Jesús sana a un muchacho endemoniado, Lc 9:37-43 (Mt 17:14-21; Mr 9:14-29)  

Lc 9:37-38 “Al día siguiente, cuando descendieron del monte, una gran multitud les salió al encuentro. Y he aquí, un hombre de la multitud clamó diciendo: Maestro, te ruego que veas a mi hijo, pues es el único que tengo”.  

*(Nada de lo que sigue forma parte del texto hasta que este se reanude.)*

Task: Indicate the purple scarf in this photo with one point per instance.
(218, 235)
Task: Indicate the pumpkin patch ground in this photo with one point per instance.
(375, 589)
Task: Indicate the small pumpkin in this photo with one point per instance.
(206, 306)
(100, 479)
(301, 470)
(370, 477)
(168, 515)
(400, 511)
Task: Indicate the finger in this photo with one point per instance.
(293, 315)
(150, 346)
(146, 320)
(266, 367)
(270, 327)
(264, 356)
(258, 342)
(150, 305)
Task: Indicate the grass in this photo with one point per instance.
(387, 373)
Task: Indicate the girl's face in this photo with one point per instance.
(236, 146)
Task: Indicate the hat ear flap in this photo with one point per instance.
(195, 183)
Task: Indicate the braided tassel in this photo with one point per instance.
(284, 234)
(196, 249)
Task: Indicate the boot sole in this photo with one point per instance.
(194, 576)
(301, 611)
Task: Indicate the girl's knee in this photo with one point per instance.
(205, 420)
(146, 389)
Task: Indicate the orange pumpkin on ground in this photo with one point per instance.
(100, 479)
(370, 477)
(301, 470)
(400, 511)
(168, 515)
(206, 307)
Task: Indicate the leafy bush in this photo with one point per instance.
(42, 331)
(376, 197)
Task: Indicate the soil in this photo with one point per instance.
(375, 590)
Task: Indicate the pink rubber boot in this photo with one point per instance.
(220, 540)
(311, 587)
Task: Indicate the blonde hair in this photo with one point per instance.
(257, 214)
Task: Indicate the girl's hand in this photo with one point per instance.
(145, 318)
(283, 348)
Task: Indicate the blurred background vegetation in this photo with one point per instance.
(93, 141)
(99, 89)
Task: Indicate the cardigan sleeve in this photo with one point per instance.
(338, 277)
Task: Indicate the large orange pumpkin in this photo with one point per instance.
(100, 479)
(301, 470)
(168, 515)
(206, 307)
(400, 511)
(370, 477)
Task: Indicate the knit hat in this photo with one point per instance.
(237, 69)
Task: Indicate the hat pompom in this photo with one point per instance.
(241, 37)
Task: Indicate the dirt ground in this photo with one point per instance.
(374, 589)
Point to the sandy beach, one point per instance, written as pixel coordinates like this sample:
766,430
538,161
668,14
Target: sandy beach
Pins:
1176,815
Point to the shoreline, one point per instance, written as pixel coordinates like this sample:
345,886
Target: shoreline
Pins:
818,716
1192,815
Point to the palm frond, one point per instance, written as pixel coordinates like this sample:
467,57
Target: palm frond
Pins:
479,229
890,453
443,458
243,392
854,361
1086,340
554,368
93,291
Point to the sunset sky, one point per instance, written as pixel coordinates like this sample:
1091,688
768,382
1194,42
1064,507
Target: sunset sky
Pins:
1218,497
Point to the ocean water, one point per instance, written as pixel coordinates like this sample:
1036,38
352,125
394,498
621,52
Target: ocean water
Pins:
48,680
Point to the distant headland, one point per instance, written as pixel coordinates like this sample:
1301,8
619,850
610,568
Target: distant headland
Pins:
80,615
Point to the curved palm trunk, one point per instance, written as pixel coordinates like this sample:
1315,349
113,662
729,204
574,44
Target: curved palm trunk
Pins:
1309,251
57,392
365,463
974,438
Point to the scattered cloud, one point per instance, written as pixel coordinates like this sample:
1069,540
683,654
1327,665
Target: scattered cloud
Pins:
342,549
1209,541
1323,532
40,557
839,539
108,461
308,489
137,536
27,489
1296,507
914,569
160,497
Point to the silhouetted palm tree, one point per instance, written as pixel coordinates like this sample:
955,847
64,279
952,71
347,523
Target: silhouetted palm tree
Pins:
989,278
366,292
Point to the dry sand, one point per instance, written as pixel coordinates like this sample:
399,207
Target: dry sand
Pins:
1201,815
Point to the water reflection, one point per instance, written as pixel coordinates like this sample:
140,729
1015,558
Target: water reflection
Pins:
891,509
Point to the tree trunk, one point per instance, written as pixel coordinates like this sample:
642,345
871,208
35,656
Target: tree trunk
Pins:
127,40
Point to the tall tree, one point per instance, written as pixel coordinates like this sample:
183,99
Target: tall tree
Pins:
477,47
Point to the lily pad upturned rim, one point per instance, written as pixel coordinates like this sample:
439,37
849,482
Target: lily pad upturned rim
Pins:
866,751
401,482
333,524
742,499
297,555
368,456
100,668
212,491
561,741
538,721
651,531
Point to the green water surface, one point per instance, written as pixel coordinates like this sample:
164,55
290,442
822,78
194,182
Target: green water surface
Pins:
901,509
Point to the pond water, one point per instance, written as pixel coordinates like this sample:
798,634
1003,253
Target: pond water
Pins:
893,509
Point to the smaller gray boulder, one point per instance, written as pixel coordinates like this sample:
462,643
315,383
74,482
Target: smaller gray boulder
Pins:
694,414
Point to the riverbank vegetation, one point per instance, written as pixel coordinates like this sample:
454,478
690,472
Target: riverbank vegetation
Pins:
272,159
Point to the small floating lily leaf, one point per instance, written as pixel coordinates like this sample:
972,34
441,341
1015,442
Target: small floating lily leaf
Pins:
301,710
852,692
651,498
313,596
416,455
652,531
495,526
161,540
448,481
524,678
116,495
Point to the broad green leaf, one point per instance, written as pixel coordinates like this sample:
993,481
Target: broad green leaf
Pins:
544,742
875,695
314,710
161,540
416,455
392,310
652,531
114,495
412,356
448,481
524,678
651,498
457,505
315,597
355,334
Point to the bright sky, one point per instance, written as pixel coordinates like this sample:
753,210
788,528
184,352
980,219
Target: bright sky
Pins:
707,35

Los nueve estaban abajo, y seguramente estaban discutiendo con la muchedumbre, entre ellos envidiosos religiosos, que morbosamente venían a ver lo que sucedía y seguramente se burlaban de la ineficacia de los nueve discípulos quienes contaban las maravillas de la pasada misión de los doce, pero ahora no parecía haber éxito entre lo que se contaba y lo que se vivía.

Podemos imaginar una multitud rodeando a este hombre con su hijo endemoniado, pocos hacían caso al miedo natural que da enfrentar a los demonios; podía más la curiosidad y el morbo pues nadie quería perder su asiento de primera en este nuevo episodio.

“Te ruego” gr. Deomái, el mismo verbo que Lucas usa en el capítulo 8:28 cuando el demonio rogaba que no lo atormenten, el padre de familia de esta ocasión suplica con desesperación por la única oportunidad que iba a tener en la vida de ver a su hijo sano. Mateo 17:14 añade que el hombre también “se arrodilló”.

“Mira a mi hijo”, literalmente el hombre quería que Jesús simplemente pusiera sus ojos sobre su hijo, que el Maestro “le echara un vistazo” al pobre vástago endemoniado, pues si le miraba seguramente el Señor se daría cuenta de la necesidad que el joven tenía.

El muchacho era un hijo unigénito (gr. Monogenés) al igual que la hija de Jairo. Si un padre humano ve con dolor el sufrimiento de su único hijo, ¿cuánto mayor dolor tendría el Padre Celestial al ver sufrir a su Unigénito Hijo?